With Siegfried gone to pick up Mrs. Pumphrey, James is forced to play Father Christmas and Helen his elf. In between seeing children, James lets slip that he assumed he and Helen would live at Skeldale after their marriage—the Alderson farm doesn’t even have a phone, and he needs to be on call all the time. Helen wonders what she would do at Skeldale: she needs to work the farm. They realize that they will have to make a decision—including about Christmas lunch—no matter whose feelings are hurt.

Diana tries to engineer a kiss between Mrs. Hall and Gerald by dragging them both under the mistletoe. Gerald tells a panicked Mrs. Hall that they can just remain friends if that’s what she wants. She makes an excuse to retreat.

Tristan has learned that his old flame Maggie is getting married, although that doesn’t stop them from having one last night of fun in the cupboard. She tells him she—and all Tristan’s other girlfriends—think of him just as a fun fling, not more. You have to put more in if you want more out, she tells him. Tristan is gloomy for the rest of the night.

Tricki still won’t eat, even with Mrs. Pumphrey sitting beside him, explaining that she spoils him because she has no children or grandchildren; it’s just her and him at the holidays. But Helen has an idea when, while drinking with the farmers in the kitchen, she hears from Kitson in the midst of an argument over the worth of the veterinarians that the ewe to whom James gave anesthetic survived.

She tells James and Siegfried, and they decide to try the anesthetic on Tricki, to allow his body to recover. It might kill him, but Mrs. Pumphrey is willing to take the risk. She holds Tricki’s paw and whispers to him as he’s given the injection.

Siegfried apologizes to Diana that he didn’t spend time with her at the party and invites her to lunch on Christmas—but she has the same response as he did, and suggests a simple nightcap instead. Mrs. Hall notices Gerald cleaning up and goes to the kitchen to scold him: he’s a guest, he has to leave! But then she rethinks it and gives him a kiss on the cheek—for the mistletoe—and invites him to Christmas lunch, to his delight.

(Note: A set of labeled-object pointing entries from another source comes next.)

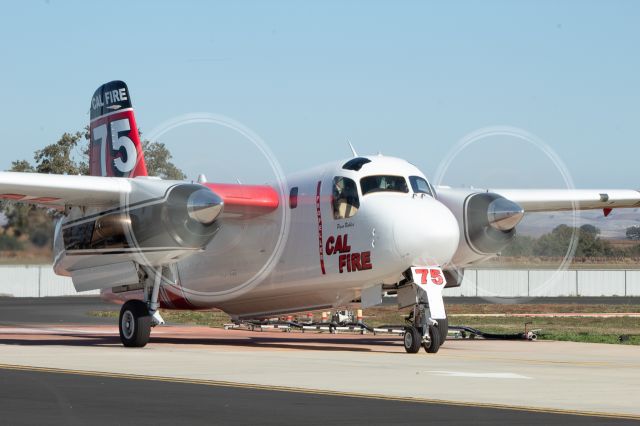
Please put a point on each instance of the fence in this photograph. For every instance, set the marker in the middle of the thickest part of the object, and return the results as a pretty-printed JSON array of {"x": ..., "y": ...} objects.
[
  {"x": 547, "y": 283},
  {"x": 36, "y": 281},
  {"x": 40, "y": 281}
]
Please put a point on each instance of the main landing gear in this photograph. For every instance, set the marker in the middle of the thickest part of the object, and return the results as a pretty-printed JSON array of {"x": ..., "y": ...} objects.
[{"x": 137, "y": 317}]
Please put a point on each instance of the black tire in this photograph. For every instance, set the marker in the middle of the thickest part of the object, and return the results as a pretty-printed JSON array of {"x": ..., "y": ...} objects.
[
  {"x": 412, "y": 339},
  {"x": 134, "y": 324},
  {"x": 433, "y": 345},
  {"x": 443, "y": 326}
]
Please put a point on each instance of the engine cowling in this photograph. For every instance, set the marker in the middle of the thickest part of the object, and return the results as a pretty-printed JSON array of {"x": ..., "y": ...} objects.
[
  {"x": 487, "y": 222},
  {"x": 156, "y": 230}
]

James, Tristan, and Siegfried all wake early the next morning to check on Tricki. After a shot of adrenaline, the dog rouses to a bowl of food. He’s finally eating again. James brings him to Mrs. Pumphrey and stops in, on second thought, for a sherry with her. When he then goes to the Aldersons, he tells Helen that there would be a place for her at Skeldale House, as proven by her help with Tricki last night. The farmers open up to her in a way they won’t with James or Siegfried.

James also has a new plan for Christmas lunch.

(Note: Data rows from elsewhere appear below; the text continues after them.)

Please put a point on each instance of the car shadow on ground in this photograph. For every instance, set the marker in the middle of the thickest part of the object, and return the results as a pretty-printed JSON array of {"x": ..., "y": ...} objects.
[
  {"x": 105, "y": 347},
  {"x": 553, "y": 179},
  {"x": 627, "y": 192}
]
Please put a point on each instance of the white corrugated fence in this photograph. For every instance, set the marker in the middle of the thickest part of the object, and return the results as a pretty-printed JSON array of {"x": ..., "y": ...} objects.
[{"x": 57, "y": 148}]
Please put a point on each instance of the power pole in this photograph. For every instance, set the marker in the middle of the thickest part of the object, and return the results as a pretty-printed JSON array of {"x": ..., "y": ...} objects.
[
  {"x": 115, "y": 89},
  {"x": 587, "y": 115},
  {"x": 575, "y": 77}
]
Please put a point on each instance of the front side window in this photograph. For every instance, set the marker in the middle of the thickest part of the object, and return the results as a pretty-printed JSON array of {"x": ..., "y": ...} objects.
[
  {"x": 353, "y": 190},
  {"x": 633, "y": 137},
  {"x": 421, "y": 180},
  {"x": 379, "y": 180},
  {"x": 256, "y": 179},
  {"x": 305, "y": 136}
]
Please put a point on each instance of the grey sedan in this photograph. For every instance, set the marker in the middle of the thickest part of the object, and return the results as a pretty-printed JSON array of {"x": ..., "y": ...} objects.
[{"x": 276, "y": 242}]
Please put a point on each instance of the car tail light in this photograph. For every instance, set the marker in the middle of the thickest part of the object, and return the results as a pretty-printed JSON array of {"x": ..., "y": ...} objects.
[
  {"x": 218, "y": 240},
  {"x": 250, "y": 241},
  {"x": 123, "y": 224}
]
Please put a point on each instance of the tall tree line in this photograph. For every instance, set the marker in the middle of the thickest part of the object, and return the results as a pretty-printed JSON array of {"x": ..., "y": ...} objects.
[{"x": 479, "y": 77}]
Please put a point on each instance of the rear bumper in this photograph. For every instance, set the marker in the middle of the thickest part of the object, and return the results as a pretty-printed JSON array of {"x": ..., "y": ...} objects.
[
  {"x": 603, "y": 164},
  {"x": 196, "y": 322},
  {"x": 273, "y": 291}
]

It will be a significant meal, as Siegfried has noticed the discarded envelope from Tristan’s exam results. After some misdirection, Tristan reveals that he passed. He and his brother argue for a bit: Siegfried wants to see the letter as proof. Finally, Tristan shares it: he passed with distinction. He thanks Siegfried genuinely for all his brother has done for him since their father died, to Siegfried’s embarrassment.

And then they set off for Mrs. Pumphrey’s with food, gifts, and tree in tow. Gerald and the Aldersons come, too: James has combined the lunches. As everyone opens up the house and decorates, Siegfried and Mrs. Pumphrey play carols on the piano for everyone to sing along. “I’ll never forget your kindness,” she tells them all during their feast.

James calls his parents that evening, telling him that he misses them and thanking them for paying for his college, which led him to his current, beloved life. He then burns his carved log and recites “Auld Lang Syne.” While he, Helen, and Tristan play a game and Siegfried looks on with fondness, Mrs. Hall notices a bomber plane pass overhead. She closes the curtain and returns to the warmth of the family.